After a tellingly pop music-free interlude at Audrey’s mother’s house, Charlie and Audrey arrive at her Pennsylvania high school reunion, which is surely one of the most graceful sequences in Demme’s career. Introduced on-stage with a loving, star-spangled tracking shot, New Jersey college rock legends The Feelies perform a set of covers and originals as Charlie and Audrey feel the first shivers of a deeper attraction on the dance floor. Music supervisor Gary Goetzman—who also won an Oscar producing Demme’s The Silence of the Lambs (1991)—joins the band on stage for a partly Spanish language rendition of Freddy Fender’s “Before the Next Teardrop Falls.” To a funky cover of Bowie’s “Fame,” Jeff Daniels commits to screen an indelible dance that defies notions of good or bad, and immediately after, The Feelies’ own “Loveless Love” scores the snakelike entrance of the volatile ex-lover in Audrey’s life, Ray (Ray Liotta).
Once Ray takes over the literal and narrative wheel, the soundtrack turns toward punk (X’s “The New World,” to start) and new wave (Madison’s own Timbuk3, whose “The Future’s So Bright, I Gotta Wear Shades” plays at the first gas station).

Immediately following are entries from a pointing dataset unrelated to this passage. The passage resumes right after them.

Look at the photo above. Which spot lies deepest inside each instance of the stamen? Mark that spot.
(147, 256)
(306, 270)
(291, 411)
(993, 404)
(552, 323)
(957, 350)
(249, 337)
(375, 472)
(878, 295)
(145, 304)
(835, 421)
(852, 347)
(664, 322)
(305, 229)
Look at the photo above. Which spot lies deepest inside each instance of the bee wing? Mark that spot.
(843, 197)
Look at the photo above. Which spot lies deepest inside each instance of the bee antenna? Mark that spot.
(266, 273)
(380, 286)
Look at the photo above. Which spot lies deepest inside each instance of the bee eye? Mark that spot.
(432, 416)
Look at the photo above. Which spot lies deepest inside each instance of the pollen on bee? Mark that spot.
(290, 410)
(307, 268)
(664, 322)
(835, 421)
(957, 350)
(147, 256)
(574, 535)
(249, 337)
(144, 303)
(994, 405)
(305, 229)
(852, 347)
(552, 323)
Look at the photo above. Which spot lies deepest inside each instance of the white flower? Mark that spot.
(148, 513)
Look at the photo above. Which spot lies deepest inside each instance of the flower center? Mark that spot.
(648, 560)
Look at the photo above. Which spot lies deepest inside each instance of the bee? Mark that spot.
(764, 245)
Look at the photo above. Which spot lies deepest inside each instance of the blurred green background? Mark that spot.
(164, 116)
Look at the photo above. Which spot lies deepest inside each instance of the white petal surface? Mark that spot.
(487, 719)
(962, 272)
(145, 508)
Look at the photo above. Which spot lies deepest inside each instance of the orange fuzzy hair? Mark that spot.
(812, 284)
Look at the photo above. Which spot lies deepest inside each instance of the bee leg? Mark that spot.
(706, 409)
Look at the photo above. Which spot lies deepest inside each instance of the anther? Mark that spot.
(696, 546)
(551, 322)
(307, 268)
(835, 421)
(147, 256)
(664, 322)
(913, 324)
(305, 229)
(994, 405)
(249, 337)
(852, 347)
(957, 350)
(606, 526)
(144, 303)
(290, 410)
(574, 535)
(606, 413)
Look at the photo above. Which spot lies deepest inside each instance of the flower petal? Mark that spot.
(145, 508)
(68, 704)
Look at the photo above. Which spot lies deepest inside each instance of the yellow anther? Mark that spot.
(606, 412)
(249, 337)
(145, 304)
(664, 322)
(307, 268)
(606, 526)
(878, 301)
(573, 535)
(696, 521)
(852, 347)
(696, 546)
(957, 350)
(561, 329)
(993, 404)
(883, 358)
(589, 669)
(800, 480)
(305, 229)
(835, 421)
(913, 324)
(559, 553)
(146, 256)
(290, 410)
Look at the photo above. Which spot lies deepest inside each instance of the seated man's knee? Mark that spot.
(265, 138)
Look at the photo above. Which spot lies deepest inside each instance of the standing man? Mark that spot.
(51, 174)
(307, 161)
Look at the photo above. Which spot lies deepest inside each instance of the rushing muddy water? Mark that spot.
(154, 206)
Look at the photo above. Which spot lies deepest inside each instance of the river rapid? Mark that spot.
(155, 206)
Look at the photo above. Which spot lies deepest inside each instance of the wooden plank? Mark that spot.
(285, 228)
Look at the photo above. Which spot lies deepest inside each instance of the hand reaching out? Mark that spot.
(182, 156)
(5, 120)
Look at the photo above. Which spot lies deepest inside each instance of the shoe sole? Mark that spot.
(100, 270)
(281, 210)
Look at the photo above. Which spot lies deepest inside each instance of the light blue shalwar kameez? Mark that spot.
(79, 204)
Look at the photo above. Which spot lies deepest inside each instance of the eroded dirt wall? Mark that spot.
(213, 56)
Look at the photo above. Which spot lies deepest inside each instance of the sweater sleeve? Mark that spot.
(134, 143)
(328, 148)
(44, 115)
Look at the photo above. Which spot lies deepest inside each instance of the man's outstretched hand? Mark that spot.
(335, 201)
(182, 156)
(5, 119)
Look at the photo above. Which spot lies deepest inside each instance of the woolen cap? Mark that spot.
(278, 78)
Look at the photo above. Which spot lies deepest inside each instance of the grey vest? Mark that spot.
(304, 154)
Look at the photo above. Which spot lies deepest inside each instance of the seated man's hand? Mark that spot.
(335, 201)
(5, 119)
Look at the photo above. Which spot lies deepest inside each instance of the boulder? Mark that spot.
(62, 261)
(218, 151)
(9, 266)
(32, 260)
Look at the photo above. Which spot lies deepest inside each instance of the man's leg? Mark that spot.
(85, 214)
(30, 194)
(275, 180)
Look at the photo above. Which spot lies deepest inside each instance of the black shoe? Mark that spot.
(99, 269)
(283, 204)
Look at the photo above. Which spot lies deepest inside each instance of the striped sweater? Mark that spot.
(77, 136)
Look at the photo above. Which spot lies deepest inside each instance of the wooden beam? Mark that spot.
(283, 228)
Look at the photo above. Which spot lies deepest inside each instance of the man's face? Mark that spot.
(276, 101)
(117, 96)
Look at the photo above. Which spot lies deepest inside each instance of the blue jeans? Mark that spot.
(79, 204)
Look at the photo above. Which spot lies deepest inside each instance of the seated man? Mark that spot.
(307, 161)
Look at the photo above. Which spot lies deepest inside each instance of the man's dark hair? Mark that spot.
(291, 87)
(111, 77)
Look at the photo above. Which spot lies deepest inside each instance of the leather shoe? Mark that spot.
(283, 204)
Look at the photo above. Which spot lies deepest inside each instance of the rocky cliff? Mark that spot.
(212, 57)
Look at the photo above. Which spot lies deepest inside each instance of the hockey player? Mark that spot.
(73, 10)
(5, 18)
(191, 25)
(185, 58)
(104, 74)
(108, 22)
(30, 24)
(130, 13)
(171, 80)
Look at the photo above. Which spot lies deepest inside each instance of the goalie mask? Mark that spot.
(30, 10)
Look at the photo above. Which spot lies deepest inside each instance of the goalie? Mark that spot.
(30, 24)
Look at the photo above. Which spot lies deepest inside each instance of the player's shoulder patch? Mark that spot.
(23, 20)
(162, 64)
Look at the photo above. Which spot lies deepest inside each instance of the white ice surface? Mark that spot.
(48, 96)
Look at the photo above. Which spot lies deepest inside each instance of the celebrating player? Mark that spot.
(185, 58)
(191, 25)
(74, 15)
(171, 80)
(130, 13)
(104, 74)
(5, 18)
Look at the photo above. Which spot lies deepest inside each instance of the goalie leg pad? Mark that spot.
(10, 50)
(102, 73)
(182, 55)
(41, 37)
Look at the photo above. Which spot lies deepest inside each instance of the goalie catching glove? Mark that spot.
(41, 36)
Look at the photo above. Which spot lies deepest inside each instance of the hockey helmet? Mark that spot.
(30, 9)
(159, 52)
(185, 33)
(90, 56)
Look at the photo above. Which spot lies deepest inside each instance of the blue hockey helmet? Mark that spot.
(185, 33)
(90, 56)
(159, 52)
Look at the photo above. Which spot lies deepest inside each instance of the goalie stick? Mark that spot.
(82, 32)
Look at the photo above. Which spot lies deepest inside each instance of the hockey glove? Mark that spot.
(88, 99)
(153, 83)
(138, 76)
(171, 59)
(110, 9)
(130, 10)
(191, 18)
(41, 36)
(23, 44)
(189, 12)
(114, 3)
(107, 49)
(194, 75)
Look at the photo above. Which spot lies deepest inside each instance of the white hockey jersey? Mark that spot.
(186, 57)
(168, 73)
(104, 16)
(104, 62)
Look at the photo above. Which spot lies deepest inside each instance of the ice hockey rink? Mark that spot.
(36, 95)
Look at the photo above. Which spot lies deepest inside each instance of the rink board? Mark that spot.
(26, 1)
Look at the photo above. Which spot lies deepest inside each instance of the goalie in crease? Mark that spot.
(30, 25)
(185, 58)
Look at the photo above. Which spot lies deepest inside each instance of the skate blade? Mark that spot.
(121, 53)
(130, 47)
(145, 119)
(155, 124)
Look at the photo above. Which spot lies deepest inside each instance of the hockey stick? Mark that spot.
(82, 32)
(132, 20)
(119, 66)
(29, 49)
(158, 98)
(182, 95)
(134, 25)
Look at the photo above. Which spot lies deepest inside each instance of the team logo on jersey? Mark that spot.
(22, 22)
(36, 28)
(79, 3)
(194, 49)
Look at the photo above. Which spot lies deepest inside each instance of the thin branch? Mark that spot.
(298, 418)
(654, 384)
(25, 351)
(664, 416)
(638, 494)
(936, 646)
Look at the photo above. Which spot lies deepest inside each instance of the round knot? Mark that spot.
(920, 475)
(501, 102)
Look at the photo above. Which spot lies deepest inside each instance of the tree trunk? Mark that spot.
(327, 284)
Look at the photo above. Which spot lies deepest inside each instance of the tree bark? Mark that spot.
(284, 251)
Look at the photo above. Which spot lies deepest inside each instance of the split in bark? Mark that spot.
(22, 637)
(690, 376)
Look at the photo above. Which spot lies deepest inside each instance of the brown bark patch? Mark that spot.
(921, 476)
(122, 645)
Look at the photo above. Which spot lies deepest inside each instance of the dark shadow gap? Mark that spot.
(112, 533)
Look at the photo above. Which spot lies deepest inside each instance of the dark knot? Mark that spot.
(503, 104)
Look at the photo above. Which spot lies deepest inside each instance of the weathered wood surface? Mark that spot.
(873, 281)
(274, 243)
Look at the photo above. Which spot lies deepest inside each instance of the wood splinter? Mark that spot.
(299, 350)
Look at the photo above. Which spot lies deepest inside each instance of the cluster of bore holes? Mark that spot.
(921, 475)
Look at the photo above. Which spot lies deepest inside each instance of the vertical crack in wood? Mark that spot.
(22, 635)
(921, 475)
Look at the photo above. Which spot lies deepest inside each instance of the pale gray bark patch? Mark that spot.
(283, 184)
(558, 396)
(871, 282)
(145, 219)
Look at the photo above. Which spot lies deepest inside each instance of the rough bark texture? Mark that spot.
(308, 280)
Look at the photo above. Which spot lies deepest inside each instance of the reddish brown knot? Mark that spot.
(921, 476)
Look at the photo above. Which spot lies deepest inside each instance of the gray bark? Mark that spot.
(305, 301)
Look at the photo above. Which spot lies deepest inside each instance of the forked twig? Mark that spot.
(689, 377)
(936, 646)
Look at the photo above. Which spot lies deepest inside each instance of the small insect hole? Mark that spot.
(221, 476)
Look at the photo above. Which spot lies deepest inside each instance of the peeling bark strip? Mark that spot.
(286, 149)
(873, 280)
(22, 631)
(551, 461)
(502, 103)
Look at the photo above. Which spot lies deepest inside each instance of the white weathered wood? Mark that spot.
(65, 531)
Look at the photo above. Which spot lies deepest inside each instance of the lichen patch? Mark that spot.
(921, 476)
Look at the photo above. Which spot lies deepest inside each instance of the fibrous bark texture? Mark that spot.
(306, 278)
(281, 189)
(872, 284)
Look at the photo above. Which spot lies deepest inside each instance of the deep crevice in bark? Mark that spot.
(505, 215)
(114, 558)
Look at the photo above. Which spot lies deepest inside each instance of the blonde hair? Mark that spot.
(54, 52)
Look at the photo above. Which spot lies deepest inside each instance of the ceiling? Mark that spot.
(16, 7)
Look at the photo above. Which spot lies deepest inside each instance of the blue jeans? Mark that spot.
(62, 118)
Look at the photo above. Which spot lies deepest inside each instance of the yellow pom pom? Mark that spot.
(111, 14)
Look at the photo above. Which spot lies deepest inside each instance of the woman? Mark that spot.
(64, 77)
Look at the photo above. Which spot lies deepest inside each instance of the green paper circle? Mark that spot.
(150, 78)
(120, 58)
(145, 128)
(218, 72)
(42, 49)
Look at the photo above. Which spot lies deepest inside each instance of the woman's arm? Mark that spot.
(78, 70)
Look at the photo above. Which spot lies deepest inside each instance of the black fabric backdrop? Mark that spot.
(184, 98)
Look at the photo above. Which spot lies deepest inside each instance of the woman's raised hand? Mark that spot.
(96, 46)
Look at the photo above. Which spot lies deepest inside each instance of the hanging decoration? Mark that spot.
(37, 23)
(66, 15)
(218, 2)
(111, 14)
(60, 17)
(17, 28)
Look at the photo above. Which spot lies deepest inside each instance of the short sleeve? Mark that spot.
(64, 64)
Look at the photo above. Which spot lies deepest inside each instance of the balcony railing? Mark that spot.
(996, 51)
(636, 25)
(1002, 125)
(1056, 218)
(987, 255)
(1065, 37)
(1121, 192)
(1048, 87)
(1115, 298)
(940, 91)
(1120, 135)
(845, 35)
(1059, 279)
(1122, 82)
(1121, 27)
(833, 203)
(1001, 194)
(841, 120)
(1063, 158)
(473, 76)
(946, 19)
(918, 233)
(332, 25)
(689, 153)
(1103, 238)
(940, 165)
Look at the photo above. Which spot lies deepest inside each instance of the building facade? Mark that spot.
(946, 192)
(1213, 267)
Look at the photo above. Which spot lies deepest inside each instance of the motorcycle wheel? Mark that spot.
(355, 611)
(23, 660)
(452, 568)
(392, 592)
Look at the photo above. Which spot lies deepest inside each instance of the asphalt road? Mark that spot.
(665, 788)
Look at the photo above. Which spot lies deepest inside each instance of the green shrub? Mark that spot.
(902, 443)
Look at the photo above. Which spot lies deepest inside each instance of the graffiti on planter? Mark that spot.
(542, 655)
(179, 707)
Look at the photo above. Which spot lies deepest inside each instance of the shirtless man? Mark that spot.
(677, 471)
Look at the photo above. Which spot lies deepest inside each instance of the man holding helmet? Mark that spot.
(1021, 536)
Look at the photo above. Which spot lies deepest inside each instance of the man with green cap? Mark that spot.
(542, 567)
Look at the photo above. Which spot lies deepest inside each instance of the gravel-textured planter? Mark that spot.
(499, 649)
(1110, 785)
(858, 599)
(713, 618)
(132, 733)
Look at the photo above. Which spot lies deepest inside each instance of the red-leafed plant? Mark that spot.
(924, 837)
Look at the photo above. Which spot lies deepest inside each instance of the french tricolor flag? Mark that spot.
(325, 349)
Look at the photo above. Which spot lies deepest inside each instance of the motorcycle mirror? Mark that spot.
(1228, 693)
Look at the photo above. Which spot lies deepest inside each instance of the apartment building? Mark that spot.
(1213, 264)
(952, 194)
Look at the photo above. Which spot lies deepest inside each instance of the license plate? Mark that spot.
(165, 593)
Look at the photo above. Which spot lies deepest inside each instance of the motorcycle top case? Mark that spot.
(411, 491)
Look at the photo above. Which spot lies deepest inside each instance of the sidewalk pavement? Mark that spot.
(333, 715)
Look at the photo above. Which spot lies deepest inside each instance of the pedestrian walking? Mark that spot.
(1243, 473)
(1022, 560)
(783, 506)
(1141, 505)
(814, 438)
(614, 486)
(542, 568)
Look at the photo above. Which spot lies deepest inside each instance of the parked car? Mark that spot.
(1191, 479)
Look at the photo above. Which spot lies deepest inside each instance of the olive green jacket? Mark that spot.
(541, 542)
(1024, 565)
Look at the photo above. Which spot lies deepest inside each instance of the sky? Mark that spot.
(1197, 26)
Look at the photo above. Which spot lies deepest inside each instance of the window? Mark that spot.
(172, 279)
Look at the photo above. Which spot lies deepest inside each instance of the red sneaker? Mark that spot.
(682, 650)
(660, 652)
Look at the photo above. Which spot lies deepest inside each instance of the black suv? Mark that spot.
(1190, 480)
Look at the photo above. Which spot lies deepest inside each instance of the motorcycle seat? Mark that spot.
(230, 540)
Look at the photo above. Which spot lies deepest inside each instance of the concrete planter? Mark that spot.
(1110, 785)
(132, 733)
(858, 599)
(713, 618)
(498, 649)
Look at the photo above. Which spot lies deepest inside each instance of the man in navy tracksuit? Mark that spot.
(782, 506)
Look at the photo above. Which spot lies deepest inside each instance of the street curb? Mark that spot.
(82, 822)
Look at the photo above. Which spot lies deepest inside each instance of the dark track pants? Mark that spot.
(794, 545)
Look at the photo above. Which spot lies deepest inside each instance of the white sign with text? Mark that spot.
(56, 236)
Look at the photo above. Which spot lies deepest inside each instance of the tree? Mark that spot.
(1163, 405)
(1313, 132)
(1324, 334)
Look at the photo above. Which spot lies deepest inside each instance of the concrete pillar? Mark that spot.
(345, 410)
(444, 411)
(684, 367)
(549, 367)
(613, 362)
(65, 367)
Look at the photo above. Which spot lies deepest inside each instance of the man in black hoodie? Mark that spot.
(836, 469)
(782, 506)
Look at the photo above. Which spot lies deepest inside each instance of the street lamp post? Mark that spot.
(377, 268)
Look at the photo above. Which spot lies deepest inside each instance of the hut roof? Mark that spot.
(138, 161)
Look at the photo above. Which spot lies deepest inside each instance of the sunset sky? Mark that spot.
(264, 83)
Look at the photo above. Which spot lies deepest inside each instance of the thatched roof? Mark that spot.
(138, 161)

When reggae music returns, at a pivotal moment later at a diner, it comes in the hybrid form of “Zero, Zero Seven Charlie” by UB40 (also hear below), a new wave-influenced reggae outfit from England—perhaps suggesting that some of Ray has rubbed onto Charlie. But beyond defining character, Something Wild’s soundtrack creates a utopian sense of place (and taste), which is pure Demme: a Pennsylvania thrift shop in on the joke of, and otherwise enjoying, “Yahoo Eeee” by Wazmo Nariz; a group of black men freestyle rapping outside of a Virginia gas station; a whole world ready to sing “Wild Thing,” from the heart.